Indie publishers, big players and overnight successes in the story of Eimear McBride

a-girl-is-a-half-formed-thingIt seems to be, increasingly, the way things are going in the post-internet, post-digital world: small, independent publisher unearths a hidden gem from a previously unheralded author, prizes are claimed and then one of the big hitters comes on board as a joint-publisher of the paperback.

Everyone wins, right?

It certainly seems to be the case, and the news that Eimear McBride’s A Girl Is a Half-formed Thing, published by small UK publishing house Galley Beggar Press last year, has been taken on jointly by Faber & Faber for the paperback and ebook editions is not the first occasion in recent memory that such a scenario has transpired for an Irish writer.

Donal Ryan’s The Spinning Heart and The Thing About December have each been published jointly by Lilliput Press (independent) and Doubleday Ireland (an imprint of the world-famous Random House stable), and while the sequence is slightly different in the case of Ryan – editors at both Doubleday and Lilliput were almost simultaneously attracted to the Tipperary man’s prose – the end result is much the same: an irresistible combination arising from the combination of the freedom and local knowledge of the independent and the global nous of the major publishing house.

It must also be pointed out that the bigger players are still taking a punt on debut talent in Ireland, with Penguin Ireland publishing (at least) four Irish debut novelists in Niamh Boyce, Justin Quinn, Liz Nugent and Darragh McKeon over the past 12 months, while Quercus – which has made a fine leap from independent start-up publisher to major international player in the space of just a decade – shifted copious copies of Paul Lynch’s Red Sky in Morning last year, and this month delivered Lynch’s follow-up, The Black Snow.

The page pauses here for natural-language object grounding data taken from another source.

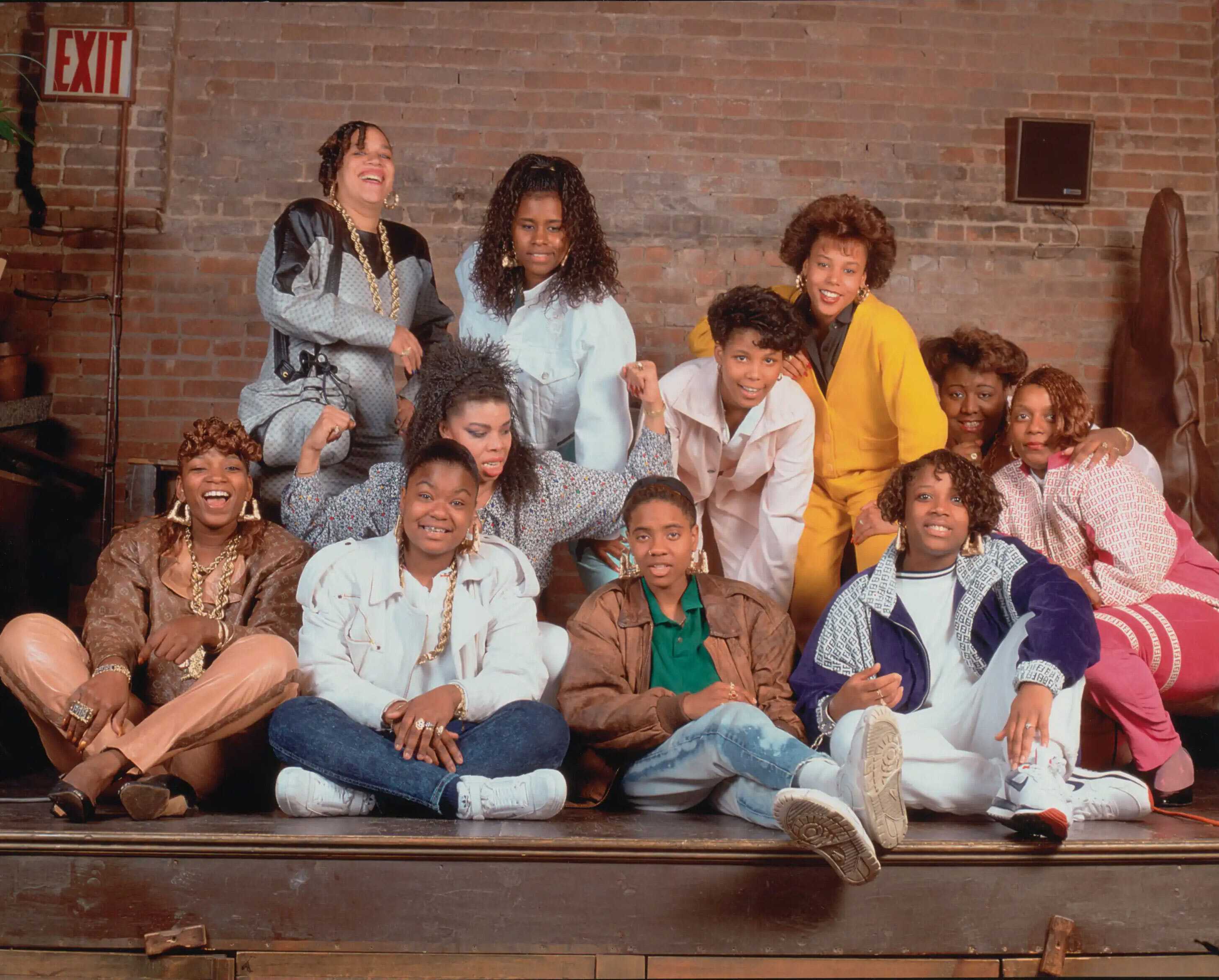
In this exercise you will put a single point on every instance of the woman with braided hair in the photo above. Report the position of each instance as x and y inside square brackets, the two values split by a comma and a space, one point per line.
[422, 668]
[187, 645]
[348, 297]
[541, 280]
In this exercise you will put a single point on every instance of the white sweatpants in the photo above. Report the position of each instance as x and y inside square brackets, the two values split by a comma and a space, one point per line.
[952, 761]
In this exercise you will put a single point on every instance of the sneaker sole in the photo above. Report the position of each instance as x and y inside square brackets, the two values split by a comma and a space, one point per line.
[833, 836]
[1045, 823]
[885, 817]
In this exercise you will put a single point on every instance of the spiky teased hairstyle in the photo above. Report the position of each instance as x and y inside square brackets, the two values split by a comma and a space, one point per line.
[590, 271]
[231, 439]
[461, 372]
[977, 490]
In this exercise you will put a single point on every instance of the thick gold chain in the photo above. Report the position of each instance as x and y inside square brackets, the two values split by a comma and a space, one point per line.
[227, 562]
[395, 294]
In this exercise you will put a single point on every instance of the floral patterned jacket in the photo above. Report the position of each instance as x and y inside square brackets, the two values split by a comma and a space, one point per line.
[138, 592]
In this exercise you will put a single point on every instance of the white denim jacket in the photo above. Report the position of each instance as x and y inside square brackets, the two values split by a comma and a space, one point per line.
[757, 512]
[360, 640]
[570, 369]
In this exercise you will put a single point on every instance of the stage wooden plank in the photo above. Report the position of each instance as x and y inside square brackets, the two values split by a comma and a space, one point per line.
[22, 963]
[410, 967]
[1204, 965]
[622, 967]
[780, 968]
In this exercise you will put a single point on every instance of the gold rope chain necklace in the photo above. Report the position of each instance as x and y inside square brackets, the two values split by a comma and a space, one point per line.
[226, 561]
[395, 295]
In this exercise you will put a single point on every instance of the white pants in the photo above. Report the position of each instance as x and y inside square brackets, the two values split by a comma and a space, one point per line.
[952, 761]
[555, 648]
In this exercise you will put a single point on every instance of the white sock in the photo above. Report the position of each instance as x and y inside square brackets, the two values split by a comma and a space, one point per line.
[819, 773]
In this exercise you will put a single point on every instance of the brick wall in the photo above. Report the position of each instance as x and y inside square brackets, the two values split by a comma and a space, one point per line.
[700, 127]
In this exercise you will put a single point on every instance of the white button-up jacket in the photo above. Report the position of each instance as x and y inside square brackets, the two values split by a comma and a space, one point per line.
[360, 639]
[570, 364]
[757, 512]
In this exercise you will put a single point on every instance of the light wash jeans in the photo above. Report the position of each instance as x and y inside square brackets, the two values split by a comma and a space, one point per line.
[734, 756]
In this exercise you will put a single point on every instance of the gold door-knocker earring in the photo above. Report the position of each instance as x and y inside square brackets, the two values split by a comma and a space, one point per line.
[974, 546]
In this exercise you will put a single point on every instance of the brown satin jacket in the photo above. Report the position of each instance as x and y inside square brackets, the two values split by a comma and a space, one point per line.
[606, 698]
[138, 592]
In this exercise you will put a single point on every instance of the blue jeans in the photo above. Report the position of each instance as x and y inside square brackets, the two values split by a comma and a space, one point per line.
[734, 756]
[320, 736]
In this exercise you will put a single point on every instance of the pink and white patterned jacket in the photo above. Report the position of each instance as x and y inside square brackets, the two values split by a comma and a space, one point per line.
[1111, 525]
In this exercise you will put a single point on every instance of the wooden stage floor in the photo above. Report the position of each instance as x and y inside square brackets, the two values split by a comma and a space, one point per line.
[673, 888]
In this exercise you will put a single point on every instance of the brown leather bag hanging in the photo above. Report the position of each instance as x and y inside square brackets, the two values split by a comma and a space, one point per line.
[1155, 388]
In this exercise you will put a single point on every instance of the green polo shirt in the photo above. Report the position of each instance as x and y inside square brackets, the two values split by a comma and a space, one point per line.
[680, 662]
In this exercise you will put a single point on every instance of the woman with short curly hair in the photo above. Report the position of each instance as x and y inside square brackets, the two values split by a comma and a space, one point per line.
[348, 297]
[861, 369]
[541, 280]
[979, 645]
[743, 437]
[1155, 588]
[188, 645]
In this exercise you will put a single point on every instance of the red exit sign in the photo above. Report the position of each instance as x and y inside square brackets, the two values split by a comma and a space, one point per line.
[92, 64]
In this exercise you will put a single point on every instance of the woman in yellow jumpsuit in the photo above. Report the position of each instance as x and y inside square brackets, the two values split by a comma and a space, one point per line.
[875, 401]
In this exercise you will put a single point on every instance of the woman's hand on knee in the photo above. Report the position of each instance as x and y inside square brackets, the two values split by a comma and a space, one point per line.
[1028, 723]
[865, 689]
[105, 695]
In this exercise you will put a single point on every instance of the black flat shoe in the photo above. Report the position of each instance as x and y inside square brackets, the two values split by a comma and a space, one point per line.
[70, 803]
[158, 796]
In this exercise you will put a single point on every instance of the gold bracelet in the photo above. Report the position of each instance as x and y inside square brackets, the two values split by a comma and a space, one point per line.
[115, 668]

It is probably no disparaging comment to suggest that McBride’s debut is a lot less commercially appealing to many of those mentioned above, so it is laudable that Faber has stepped forward to bring A Girl Is a Half-formed Thing to the masses, notwithstanding the fact that with a Whitbread Prize win and Bailey’s Prize nomination already in the bag, McBride’s book is suddenly much less of a risky proposition.

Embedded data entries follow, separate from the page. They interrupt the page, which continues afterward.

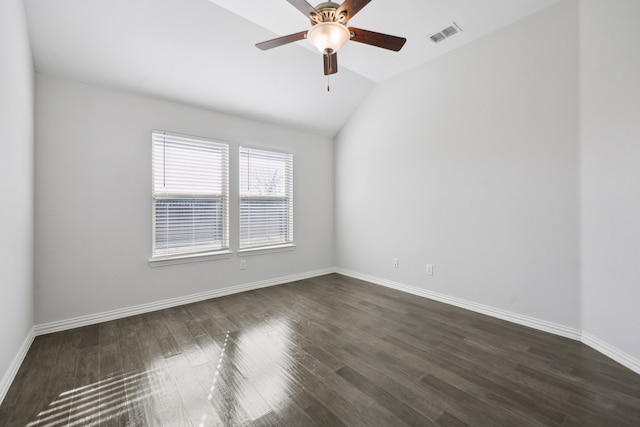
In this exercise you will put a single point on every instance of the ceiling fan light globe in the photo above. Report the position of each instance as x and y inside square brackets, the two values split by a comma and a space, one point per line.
[328, 36]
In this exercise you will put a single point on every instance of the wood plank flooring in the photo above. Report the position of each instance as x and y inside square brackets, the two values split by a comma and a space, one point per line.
[328, 351]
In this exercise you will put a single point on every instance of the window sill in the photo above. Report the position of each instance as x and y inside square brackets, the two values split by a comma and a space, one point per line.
[266, 250]
[189, 258]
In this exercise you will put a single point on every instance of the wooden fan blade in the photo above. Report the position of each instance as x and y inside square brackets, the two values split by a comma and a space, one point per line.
[330, 63]
[304, 7]
[351, 7]
[372, 38]
[270, 44]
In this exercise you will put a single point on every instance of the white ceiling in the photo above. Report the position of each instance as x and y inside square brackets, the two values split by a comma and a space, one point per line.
[202, 53]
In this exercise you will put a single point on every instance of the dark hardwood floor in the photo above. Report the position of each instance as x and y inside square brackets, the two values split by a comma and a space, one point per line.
[328, 351]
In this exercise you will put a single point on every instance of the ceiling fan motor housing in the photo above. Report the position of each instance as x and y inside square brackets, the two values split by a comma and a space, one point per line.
[327, 13]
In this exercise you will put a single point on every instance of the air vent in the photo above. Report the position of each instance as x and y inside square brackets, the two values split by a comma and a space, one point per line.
[446, 33]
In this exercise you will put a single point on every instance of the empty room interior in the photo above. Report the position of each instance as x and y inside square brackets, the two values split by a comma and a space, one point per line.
[209, 217]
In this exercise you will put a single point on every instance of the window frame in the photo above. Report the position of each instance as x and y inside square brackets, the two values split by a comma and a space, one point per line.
[178, 256]
[289, 243]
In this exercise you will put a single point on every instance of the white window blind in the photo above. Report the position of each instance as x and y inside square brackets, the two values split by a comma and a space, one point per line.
[190, 195]
[266, 198]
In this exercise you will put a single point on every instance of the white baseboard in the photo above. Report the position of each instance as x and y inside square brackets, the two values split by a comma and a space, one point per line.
[92, 319]
[520, 319]
[612, 352]
[608, 350]
[543, 325]
[9, 376]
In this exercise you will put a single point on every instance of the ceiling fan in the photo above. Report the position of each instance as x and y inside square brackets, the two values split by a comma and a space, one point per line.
[329, 31]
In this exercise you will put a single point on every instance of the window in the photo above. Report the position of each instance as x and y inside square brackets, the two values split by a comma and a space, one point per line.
[190, 196]
[266, 198]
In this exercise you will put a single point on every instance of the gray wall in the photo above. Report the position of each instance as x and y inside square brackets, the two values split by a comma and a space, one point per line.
[16, 185]
[471, 163]
[93, 216]
[610, 163]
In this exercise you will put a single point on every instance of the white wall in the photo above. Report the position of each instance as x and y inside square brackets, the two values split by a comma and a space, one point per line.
[610, 175]
[470, 163]
[16, 185]
[93, 212]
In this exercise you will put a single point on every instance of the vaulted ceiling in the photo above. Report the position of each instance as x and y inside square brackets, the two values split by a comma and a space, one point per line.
[202, 52]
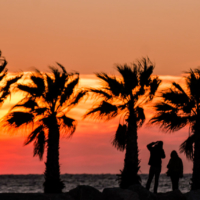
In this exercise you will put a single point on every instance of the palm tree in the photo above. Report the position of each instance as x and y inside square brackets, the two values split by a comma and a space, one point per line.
[48, 99]
[180, 107]
[126, 96]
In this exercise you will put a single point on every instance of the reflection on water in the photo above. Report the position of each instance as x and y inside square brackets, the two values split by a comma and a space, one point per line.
[34, 183]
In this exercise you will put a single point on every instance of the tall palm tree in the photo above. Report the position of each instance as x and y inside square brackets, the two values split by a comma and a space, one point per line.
[126, 96]
[180, 107]
[48, 99]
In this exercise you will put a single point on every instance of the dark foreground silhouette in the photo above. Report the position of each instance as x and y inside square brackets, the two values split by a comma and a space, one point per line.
[179, 107]
[156, 154]
[175, 169]
[126, 96]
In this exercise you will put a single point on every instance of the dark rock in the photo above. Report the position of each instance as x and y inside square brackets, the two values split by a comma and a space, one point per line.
[119, 194]
[142, 192]
[173, 195]
[34, 196]
[83, 192]
[193, 195]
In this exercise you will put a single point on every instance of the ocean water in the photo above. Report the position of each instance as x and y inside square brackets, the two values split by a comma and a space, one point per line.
[34, 183]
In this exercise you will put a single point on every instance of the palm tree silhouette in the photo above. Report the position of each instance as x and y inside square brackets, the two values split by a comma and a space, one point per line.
[48, 99]
[180, 107]
[126, 96]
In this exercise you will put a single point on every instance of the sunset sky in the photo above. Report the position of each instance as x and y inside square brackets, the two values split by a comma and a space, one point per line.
[93, 36]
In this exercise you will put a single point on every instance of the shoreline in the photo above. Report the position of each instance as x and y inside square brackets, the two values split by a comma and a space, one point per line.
[84, 192]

In another of the now familiar post-success anecdotes, McBride – born in Liverpool, raised in Sligo and Mayo and now back in the UK – spent 18 times longer in trying to find a publisher willing to take her on than: it took her six months to write the book, and another nine years before it made it to print.

So the old joke about being an overnight success after ten years rings truer than ever. What is undeniable is that that success – overnight or otherwise – could not have happened without the intervention of an independent publisher. The best of them, in Ireland and everywhere, need and deserve our support.